Lecture time: 4 min
Table of Contents
Key Takeaways
- Engineering demand is up: SignalFire data shows engineering hires declined only 11% vs 2019, versus a 25% drop in total tech hiring. Engineers now make up 55% of new hires at major tech companies.
- AI doesn’t replace — it amplifies: Early-stage startups hired 7% more engineers in 2025 than in 2019. AI tools boost productivity, which increases the demand for more engineering work (Jevons paradox).
- Leadership agrees, but actions matter: Nvidia’s CEO and Anthropic’s economists both refute the idea that AI eliminates engineering jobs. The data backs them up: real-world hiring patterns don’t show substitution.
The Headlines Don’t Match Reality
Tech layoffs hit their highest single-month total in years in May 2026. AI was the most-cited reason. The narrative: one engineer with an AI coding tool now does the work of ten. That’s what the press releases say.
Here’s what actually happens in production: hiring data tells a different story. SignalFire’s « State of Talent Report » tracked millions of employees across 80 million companies. Instead of focusing on layoffs (which are slow to reflect in data), they looked at real-time hiring. The gap between the narrative and the numbers is significant.
Engineering Is More Resilient Than Ever
Total hiring across large tech companies dropped 25% compared to 2019 levels. Engineering roles? A decline of only 11%. Let me be specific: at the 12 « Tech Majors » — Alphabet, Meta, Apple, Amazon, Microsoft, Netflix, Nvidia, Tesla, Uber, Airbnb, Block, Stripe — engineers constituted 55% of all new hires in 2025. That’s up from 46% in 2019.
Most people get this wrong. They assume AI-driven layoffs hit engineering first. The data shows the opposite: engineering is the most resilient job function in tech right now. If AI were truly substituting for engineering talent, engineering hiring would be the first to fall. It’s not. This isn’t theory.
Startups Are Hiring More Engineers, Not Fewer
The real cost of believing the hype? You miss what’s happening at early-stage startups. SignalFire’s data shows that startups collectively brought on 7% more engineers in 2025 than in 2019. That’s not a blip — that’s a structural shift.
Here’s why: AI tools make engineers more productive. They write boilerplate faster, but they don’t replace the need for architectural decisions, debugging in messy production environments, or understanding business logic. The demo worked. Production didn’t. Here’s why — because every new feature generates 24 edge cases, legacy integrations, and performance constraints that no AI agent navigates alone.
The CEOs and Economists Agree (But Actions Are Louder)
Nvidia’s Jensen Huang said flatly: « Somebody said AI is going to destroy all of the software engineering jobs. » He argued the opposite is true. At Nvidia, where every engineer uses agentic AI, « software engineers are busier than ever. » Agents write code near instantaneously — but they constantly push engineers to generate « the next idea. »

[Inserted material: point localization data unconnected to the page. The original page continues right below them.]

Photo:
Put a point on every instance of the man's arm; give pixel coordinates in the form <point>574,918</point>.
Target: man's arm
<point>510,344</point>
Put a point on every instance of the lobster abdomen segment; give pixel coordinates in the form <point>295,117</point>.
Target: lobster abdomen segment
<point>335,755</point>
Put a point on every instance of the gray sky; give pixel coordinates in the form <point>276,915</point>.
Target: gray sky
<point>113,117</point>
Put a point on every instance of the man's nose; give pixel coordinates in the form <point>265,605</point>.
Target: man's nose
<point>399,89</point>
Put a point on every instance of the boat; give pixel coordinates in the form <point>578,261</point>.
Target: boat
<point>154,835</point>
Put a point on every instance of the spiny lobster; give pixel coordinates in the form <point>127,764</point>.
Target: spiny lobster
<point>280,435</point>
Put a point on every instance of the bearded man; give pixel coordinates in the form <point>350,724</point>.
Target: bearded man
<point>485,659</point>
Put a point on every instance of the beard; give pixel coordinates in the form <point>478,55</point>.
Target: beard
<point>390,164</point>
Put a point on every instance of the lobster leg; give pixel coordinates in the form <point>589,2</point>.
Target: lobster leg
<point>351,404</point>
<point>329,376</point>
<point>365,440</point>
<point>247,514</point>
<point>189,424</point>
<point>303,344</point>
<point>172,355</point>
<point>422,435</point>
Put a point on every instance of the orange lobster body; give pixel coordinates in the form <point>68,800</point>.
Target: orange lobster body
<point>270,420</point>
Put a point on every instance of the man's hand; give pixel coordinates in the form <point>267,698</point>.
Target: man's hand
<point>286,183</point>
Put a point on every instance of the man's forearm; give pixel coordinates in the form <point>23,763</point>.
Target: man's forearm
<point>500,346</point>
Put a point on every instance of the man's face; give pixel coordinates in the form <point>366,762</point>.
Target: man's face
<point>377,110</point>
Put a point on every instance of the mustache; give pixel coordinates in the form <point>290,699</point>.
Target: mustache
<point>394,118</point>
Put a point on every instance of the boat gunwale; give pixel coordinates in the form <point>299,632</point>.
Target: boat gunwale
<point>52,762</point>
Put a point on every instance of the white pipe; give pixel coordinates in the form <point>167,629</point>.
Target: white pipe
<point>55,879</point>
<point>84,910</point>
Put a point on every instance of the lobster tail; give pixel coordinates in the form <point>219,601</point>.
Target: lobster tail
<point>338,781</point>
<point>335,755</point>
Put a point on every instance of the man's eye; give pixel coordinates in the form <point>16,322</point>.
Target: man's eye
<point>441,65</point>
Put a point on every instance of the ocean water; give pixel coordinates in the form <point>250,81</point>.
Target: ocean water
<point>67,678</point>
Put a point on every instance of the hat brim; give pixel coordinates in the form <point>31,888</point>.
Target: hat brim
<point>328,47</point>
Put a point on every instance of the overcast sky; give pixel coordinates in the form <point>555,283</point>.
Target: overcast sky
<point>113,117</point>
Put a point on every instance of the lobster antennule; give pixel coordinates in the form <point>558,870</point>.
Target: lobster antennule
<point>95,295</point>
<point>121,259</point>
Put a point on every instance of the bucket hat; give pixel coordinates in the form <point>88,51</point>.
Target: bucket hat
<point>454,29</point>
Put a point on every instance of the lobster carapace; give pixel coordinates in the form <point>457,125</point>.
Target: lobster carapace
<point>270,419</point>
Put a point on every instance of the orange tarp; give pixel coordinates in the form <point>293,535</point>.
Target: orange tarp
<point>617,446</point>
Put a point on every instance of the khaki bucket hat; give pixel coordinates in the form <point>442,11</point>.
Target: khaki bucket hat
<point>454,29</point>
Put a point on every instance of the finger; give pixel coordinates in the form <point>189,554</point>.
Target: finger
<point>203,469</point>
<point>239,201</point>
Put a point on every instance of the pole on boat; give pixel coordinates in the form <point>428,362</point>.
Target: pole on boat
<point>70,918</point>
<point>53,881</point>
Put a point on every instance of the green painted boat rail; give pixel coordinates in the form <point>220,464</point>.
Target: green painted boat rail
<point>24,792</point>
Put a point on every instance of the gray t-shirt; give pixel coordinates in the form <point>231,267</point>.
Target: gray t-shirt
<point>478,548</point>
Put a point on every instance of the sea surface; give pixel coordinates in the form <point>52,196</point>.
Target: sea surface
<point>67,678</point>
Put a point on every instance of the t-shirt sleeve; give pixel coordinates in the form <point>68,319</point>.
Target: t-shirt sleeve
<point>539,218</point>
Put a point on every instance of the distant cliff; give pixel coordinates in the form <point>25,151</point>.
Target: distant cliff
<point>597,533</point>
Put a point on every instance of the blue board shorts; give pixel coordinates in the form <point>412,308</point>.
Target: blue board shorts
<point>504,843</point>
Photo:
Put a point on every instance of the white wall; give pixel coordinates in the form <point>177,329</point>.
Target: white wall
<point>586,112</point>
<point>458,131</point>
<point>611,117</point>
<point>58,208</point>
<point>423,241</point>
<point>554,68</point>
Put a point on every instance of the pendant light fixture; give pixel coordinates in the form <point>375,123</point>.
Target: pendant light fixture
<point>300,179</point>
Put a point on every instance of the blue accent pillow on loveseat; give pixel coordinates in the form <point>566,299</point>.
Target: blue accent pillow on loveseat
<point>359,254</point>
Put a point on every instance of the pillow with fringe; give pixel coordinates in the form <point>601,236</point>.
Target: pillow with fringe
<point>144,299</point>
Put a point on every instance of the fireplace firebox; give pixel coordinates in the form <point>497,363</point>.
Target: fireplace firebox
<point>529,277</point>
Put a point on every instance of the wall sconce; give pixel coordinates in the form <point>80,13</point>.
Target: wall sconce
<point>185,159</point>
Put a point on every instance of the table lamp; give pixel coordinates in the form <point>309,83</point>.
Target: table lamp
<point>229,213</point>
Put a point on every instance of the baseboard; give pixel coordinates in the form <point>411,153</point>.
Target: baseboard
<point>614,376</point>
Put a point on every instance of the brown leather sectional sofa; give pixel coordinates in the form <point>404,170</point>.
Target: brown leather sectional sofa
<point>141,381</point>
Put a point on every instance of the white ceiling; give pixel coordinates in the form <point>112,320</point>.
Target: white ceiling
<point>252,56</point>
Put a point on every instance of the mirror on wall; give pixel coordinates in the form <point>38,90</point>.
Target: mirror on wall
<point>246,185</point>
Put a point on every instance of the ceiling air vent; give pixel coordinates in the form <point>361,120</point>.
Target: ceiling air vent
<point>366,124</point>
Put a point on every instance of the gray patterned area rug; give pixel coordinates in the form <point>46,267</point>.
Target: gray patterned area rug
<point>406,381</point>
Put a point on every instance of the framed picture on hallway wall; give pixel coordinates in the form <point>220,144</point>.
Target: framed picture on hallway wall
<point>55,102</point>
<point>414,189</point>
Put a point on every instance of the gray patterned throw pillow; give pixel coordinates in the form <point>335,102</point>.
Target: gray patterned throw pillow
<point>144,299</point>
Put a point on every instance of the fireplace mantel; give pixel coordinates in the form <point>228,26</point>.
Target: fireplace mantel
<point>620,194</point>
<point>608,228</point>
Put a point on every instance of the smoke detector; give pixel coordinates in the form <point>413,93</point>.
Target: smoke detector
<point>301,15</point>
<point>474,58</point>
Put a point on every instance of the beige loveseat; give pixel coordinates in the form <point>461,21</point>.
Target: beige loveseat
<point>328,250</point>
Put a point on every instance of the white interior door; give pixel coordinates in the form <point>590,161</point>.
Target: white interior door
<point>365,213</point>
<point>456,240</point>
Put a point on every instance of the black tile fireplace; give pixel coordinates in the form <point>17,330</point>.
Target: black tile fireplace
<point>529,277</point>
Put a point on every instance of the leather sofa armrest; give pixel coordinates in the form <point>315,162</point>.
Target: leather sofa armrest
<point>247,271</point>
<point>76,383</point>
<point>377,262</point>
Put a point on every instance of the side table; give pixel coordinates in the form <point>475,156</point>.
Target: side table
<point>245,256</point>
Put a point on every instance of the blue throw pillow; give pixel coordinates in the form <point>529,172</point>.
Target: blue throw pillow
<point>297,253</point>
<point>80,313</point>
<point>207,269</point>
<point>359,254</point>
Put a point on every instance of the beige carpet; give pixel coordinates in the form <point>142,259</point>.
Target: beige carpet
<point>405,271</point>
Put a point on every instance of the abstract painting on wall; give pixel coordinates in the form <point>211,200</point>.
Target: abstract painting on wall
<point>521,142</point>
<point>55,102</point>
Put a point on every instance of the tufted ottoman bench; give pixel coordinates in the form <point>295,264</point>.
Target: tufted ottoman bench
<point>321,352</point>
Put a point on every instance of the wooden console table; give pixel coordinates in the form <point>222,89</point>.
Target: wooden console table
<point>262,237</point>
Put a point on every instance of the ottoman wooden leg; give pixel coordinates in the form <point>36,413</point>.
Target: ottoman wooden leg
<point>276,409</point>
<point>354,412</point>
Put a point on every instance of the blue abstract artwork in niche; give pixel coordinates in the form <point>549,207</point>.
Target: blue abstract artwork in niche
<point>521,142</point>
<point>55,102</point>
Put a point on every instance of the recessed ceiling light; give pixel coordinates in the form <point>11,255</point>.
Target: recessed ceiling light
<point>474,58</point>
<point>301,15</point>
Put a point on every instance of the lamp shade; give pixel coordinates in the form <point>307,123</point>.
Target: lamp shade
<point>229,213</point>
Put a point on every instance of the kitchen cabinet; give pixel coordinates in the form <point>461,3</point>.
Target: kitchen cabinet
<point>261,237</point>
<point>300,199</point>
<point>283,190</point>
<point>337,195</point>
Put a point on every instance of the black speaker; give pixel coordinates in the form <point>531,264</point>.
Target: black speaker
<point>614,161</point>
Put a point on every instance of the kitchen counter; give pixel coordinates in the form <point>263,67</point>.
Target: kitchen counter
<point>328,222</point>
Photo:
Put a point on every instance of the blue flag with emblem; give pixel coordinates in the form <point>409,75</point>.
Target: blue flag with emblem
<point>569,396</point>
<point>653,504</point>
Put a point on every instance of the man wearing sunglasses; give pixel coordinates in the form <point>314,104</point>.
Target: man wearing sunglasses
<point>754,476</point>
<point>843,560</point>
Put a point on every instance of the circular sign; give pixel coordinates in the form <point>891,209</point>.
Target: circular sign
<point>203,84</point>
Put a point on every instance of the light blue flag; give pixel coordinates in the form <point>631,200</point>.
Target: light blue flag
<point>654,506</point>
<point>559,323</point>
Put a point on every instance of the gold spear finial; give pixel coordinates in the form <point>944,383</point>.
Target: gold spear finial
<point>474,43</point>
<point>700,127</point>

Anthropic’s head of economics found zero significant difference in unemployment rates between workers heavily using Claude for tasks and workers in less exposed jobs. That’s not automation — that’s a productivity amplifier. When AI handles the repetitive parts, the human bottleneck shifts to complexity, not capacity.
Engineers Are Experiencing Jevons Paradox in Real Time
This is the classic Jevons paradox: greater efficiency doesn’t reduce demand — it increases it, because work expands to fill the new capacity. That’s not automation — that’s a liability if you build for a future of less engineering, because it doesn’t exist.
As SignalFire’s head of research put it: « They’re suddenly a lot more productive, and there’s endless work for them to do. » I’ve seen this pattern play out in startup after startup. The moment you give a team agentic workflows, they don’t fire half the team. They reprioritize — migrations, observability, multi-agent orchestration, security architecture. The work expands.
What This Means for Automation Architects
If you’re building automation infrastructure — n8n workflows, VPS deployments, agent orchestrators like OpenClaw and Hermes — this data matters. The goal isn’t to eliminate engineering roles. It’s to build infrastructure that holds under real-world loads. Production-grade. Not demo-grade.
That’s not automation — that’s a liability. The real cost of building fragile pipelines is not one layoff cycle. It’s the endless debugging at 2am when an agent’s response breaks a production deployment. Startups don’t need less engineering. They need engineering that scales without burning out the team.
We built Rebirth Distribution’s tooling for exactly this reason: automation that actually works in production, not just in presentations. The data confirms what I see every day: engineering demand is not shrinking. It’s transforming. The engineers who understand infrastructure, reliability, and agent orchestration will be the ones building the systems everyone else depends on.